The subject device is indicated for: For implantation to reinforce soft tissue where weakness exists, in patients requiring soft tissue repair, or reinforcement in plastic or reconstructive surgery.

Device Description

The subject device is a fish skin medical device indicated for physical reinforcement of a soft tissue defect or weakness. The subject device is obtained from cod fish skin by a standardized controlled manufacturing process and supplied in a peel-pouch terminally sterile packaging in the following rectangular solid sizes: 4x7 cm, 7x10 cm, 7x20 cm. The subject device is biocompatible, non-crosslinked, and therefore resorbable, strong, flexible, and supports fixation.

AI/ML Overview

The provided document is a 510(k) summary for a medical device called "Kerecis Reconstruct," which is a surgical mesh. This type of submission focuses on demonstrating substantial equivalence to a legally marketed predicate device, rather than detailed clinical effectiveness studies with explicit acceptance criteria for performance metrics like sensitivity, specificity, or reader improvement. Therefore, the information requested in the prompt, which is typical for AI/ML-based diagnostic devices, is not directly available in this document for the Kerecis Reconstruct device.

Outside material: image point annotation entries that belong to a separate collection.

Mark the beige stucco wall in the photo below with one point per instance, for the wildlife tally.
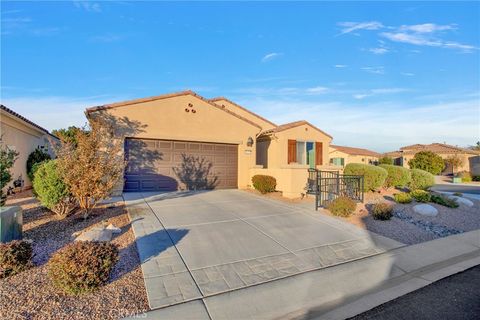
(242, 112)
(167, 119)
(24, 138)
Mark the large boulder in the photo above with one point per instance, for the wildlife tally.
(425, 210)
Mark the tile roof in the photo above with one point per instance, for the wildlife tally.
(356, 151)
(13, 113)
(291, 125)
(165, 96)
(215, 100)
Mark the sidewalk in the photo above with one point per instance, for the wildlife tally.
(341, 291)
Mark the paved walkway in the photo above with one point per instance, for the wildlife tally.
(198, 245)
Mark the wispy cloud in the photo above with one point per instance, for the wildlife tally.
(271, 56)
(355, 26)
(88, 6)
(374, 70)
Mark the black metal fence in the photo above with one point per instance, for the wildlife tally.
(329, 185)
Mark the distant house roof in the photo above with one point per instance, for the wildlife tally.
(291, 125)
(433, 147)
(22, 118)
(217, 99)
(356, 151)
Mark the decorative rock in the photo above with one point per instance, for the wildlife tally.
(96, 234)
(113, 228)
(425, 210)
(461, 200)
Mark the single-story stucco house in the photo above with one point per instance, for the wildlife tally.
(341, 155)
(471, 158)
(24, 136)
(185, 141)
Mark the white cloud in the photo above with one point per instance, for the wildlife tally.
(271, 56)
(426, 27)
(88, 6)
(354, 26)
(374, 70)
(380, 50)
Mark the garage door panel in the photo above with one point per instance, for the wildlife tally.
(215, 165)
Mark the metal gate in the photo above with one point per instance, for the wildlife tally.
(329, 185)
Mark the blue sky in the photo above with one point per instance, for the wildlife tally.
(374, 74)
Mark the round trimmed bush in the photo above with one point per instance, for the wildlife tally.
(421, 179)
(82, 266)
(382, 211)
(15, 257)
(342, 207)
(373, 176)
(420, 195)
(396, 176)
(37, 156)
(50, 189)
(402, 197)
(264, 183)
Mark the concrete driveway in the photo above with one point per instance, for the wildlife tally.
(195, 245)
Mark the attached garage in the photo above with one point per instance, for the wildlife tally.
(167, 165)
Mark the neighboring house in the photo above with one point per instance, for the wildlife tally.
(341, 155)
(184, 141)
(471, 158)
(23, 136)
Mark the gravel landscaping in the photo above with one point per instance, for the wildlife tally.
(409, 227)
(30, 294)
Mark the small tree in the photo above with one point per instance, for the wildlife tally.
(428, 161)
(385, 160)
(92, 167)
(455, 161)
(7, 159)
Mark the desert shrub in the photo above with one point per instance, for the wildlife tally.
(428, 161)
(396, 176)
(402, 197)
(342, 207)
(444, 201)
(82, 266)
(15, 257)
(373, 176)
(37, 156)
(385, 160)
(382, 211)
(421, 179)
(264, 183)
(50, 189)
(420, 195)
(7, 159)
(465, 175)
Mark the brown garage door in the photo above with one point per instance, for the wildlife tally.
(166, 165)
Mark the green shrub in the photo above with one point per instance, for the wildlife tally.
(421, 179)
(37, 156)
(396, 176)
(15, 257)
(264, 183)
(342, 207)
(402, 197)
(382, 211)
(385, 160)
(51, 190)
(444, 201)
(82, 266)
(428, 161)
(420, 195)
(373, 177)
(465, 175)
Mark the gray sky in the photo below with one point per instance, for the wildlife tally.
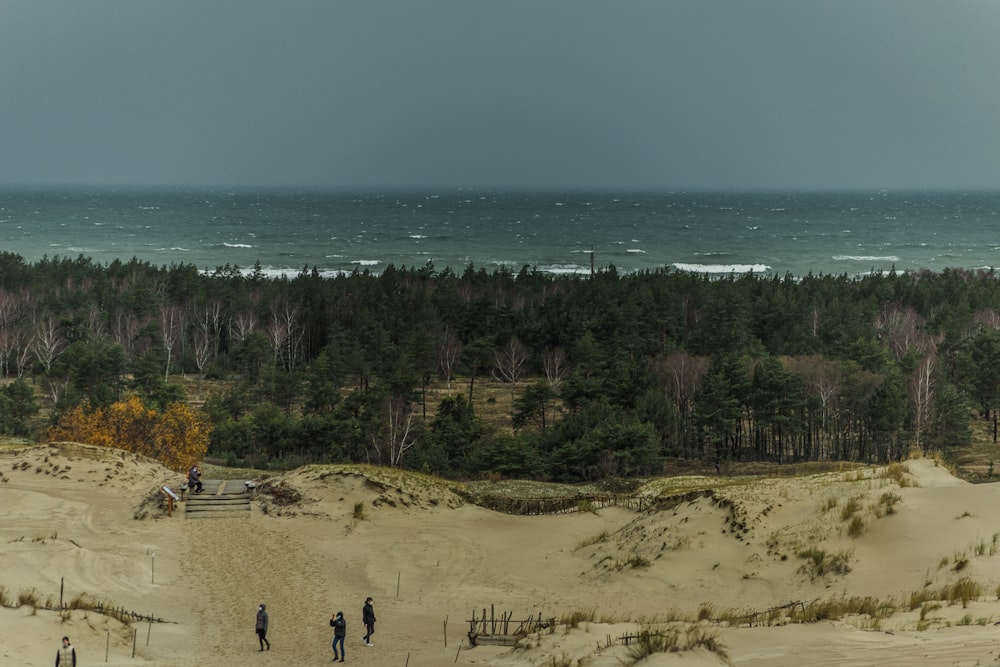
(666, 94)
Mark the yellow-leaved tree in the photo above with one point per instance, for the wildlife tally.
(177, 437)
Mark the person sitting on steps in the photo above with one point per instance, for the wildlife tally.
(194, 479)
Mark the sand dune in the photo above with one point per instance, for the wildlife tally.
(724, 550)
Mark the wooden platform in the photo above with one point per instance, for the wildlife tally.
(220, 498)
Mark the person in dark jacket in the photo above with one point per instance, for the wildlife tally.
(194, 479)
(66, 655)
(368, 616)
(339, 625)
(261, 626)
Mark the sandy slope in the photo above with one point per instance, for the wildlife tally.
(429, 560)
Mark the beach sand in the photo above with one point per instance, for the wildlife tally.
(430, 561)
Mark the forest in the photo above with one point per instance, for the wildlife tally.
(610, 375)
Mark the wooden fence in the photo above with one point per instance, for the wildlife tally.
(563, 504)
(493, 629)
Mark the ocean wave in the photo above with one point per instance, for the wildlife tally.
(721, 268)
(865, 258)
(563, 269)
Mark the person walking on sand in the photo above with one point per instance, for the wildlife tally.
(368, 616)
(66, 655)
(194, 479)
(262, 626)
(339, 625)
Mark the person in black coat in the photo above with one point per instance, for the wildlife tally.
(66, 655)
(339, 625)
(261, 626)
(368, 616)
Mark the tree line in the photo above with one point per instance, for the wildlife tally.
(609, 374)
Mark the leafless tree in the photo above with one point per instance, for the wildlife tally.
(171, 330)
(47, 343)
(449, 354)
(285, 334)
(391, 442)
(96, 324)
(900, 328)
(509, 363)
(124, 331)
(922, 390)
(554, 366)
(243, 324)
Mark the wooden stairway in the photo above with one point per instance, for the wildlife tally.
(220, 498)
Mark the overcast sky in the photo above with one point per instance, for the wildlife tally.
(665, 94)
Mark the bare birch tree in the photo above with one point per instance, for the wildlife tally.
(47, 343)
(171, 330)
(449, 354)
(395, 437)
(509, 363)
(554, 366)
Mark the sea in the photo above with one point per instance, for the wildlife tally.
(335, 232)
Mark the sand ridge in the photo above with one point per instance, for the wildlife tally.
(717, 548)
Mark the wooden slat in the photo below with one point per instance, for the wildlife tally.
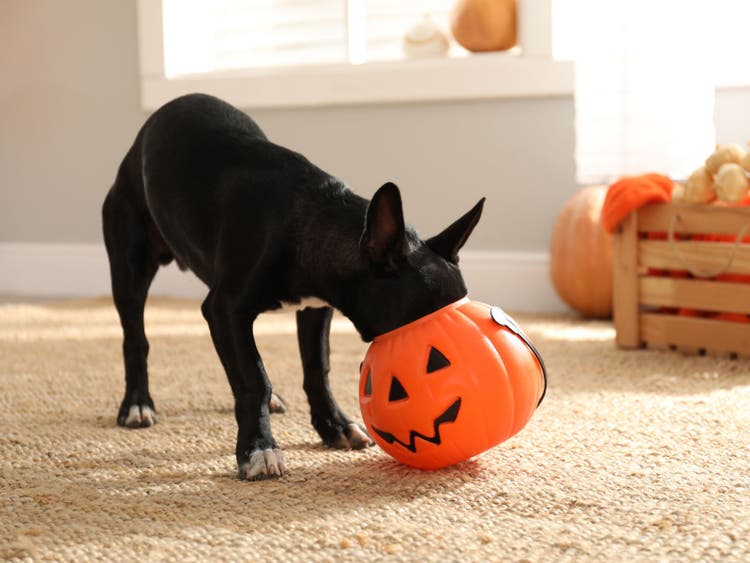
(625, 283)
(706, 257)
(711, 335)
(693, 218)
(695, 294)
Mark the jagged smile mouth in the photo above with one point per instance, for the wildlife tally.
(449, 415)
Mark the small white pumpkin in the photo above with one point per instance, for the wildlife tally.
(699, 187)
(731, 183)
(722, 155)
(425, 39)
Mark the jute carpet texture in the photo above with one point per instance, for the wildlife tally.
(633, 456)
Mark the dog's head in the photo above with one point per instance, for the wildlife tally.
(405, 277)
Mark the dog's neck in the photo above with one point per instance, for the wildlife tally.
(329, 223)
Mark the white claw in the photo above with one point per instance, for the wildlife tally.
(264, 463)
(358, 438)
(134, 416)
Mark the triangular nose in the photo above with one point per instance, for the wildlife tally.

However, I can extract the information that is present, particularly regarding the studies and comparisons performed to demonstrate substantial equivalence, which serves a similar purpose to meeting "acceptance criteria" in the context of a 510(k) submission for this type of device.

Here's an analysis based on the provided text, structured to address your points where possible, and noting where the information is not applicable or not provided.

Device: Kerecis Reconstruct (Surgical Mesh)

1. Table of Acceptance Criteria and Reported Device Performance

For a surgical mesh, the "acceptance criteria" for 510(k) clearance are primarily focused on demonstrating that the new device is as safe and effective as a predicate device, based on similar technological characteristics and performance. Formal quantitative performance metrics (like sensitivity/specificity for AI, or specific effect sizes for human reader improvement) are not typically applicable or reported for this type of device in a 510(k) summary in the same way they would be for an AI diagnostic algorithm.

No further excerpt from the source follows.